Czołówkę – sprytną lampkę zakładaną na głowę lub kask. Przydaje się w chodzeniu po sztolniach, których w Dolomitach nie brakuje, a na które jakoś nie wpadliśmy. Muszę jednak przyznać, że w przypadku przeszukiwania bagażnika Temperówki lub poszukiwania skarpetki w plecaku po zapadnięciu zmroku, oprócz zmysłu zapachu czołówka była niezastąpiona ! Polecam tę formę oświetlenia – zamiast nieporęcznych latarek ręcznych. Koszt ....... nie wiem.

Rękawiczki bez palców – super sprawa gdy trzeba chwycić się stalowej liny i jeszcze do tego czasami na niej zawisnąć. Rękawiczki powinny być skórzane po wewnętrznej stronie dłoni! Tylko skóra zapewnia dobre tarcie i dobre czucie. Palce w 3 powinny być odsłonięte, aby dobrze było można czuć chwyty i inne wpadające w ręce rzeczy... Ja miałem ze sobą swoje stare kolarskie bezpalcówki – które zdarłem do końca i musiałem po powrocie wyrzucić. Właściwie zrobiła to Anka bo mi było jakoś żal... Koszt niewielki.

Nie należy też zapominać o kremie “do” lub “przeciw” opalaniu ! Miałem ze sobą blokera 20 ... ale tylko miałem.... raz nie użyłem i wróciłem z ferraty czerwony na twarzy i za uszami. Nieciekawe doznanie – wierzcie mi.
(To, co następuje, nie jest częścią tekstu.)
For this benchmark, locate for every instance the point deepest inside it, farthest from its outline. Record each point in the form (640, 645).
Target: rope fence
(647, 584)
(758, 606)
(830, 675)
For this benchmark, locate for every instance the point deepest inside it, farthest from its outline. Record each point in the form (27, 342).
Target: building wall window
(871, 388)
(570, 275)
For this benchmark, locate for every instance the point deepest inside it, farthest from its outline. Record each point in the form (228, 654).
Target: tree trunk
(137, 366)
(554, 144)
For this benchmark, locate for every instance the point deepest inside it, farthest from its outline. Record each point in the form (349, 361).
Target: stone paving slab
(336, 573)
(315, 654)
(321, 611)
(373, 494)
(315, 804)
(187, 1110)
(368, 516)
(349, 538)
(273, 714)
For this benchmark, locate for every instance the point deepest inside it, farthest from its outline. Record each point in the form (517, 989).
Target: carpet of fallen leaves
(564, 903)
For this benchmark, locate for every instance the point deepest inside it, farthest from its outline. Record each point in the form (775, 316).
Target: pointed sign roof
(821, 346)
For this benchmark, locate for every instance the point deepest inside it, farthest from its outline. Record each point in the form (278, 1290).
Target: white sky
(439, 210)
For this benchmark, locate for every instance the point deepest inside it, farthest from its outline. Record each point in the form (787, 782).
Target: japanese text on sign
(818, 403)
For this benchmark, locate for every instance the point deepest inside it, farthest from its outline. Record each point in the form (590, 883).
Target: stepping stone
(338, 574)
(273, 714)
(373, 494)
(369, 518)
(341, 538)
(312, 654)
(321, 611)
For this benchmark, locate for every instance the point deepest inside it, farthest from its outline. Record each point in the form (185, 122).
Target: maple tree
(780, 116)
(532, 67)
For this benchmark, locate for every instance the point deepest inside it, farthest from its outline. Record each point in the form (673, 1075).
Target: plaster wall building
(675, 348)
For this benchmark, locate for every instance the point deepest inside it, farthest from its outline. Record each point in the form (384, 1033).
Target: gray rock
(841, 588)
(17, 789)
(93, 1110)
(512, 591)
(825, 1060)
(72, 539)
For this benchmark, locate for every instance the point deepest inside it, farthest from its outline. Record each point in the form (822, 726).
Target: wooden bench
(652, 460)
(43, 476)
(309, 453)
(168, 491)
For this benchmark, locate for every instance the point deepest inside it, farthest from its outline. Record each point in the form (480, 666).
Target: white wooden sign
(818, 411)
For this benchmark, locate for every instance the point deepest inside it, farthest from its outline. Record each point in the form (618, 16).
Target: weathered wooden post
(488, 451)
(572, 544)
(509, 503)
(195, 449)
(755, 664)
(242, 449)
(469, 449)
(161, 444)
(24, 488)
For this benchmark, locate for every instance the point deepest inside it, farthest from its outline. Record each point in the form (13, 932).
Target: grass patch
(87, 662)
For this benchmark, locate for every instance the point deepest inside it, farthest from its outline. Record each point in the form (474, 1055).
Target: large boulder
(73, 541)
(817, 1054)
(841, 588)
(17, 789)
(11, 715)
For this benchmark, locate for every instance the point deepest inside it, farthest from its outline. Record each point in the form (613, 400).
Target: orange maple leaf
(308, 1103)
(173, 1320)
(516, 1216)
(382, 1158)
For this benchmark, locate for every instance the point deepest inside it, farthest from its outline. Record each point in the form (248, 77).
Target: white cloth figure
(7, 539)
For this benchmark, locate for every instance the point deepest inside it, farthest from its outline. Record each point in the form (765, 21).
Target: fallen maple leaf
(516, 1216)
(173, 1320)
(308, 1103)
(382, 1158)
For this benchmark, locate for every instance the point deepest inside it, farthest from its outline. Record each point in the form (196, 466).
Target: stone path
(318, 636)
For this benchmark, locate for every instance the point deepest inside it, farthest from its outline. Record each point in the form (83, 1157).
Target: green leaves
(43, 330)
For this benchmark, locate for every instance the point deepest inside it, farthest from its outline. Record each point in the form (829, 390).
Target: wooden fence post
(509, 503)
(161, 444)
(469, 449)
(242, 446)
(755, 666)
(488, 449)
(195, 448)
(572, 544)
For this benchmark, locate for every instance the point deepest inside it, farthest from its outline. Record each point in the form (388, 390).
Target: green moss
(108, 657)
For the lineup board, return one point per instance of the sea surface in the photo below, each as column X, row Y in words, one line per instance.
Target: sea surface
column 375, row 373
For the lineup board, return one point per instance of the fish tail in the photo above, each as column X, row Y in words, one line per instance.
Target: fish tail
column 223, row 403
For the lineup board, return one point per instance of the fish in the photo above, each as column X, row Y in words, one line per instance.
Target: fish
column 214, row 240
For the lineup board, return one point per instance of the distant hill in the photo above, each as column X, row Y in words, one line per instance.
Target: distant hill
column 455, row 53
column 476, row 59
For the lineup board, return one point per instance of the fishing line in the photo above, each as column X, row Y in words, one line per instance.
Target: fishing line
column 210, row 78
Szczególnie na drugi dzień... ale cóż, mieć nie znaczy użyć. A słońce w Dolomitach potrafi przypalić.

 Z innej beczki

Wymieniłem 450 zł na liry Włoskie, wziąłem też “na wszelki wypadek” aż 350 DM i trochę złotówek – czyli razem w granicach 1100 zł. A cha, ubezpieczenie sam kupowałem – 20 lub 30 zł. Ot wszystko.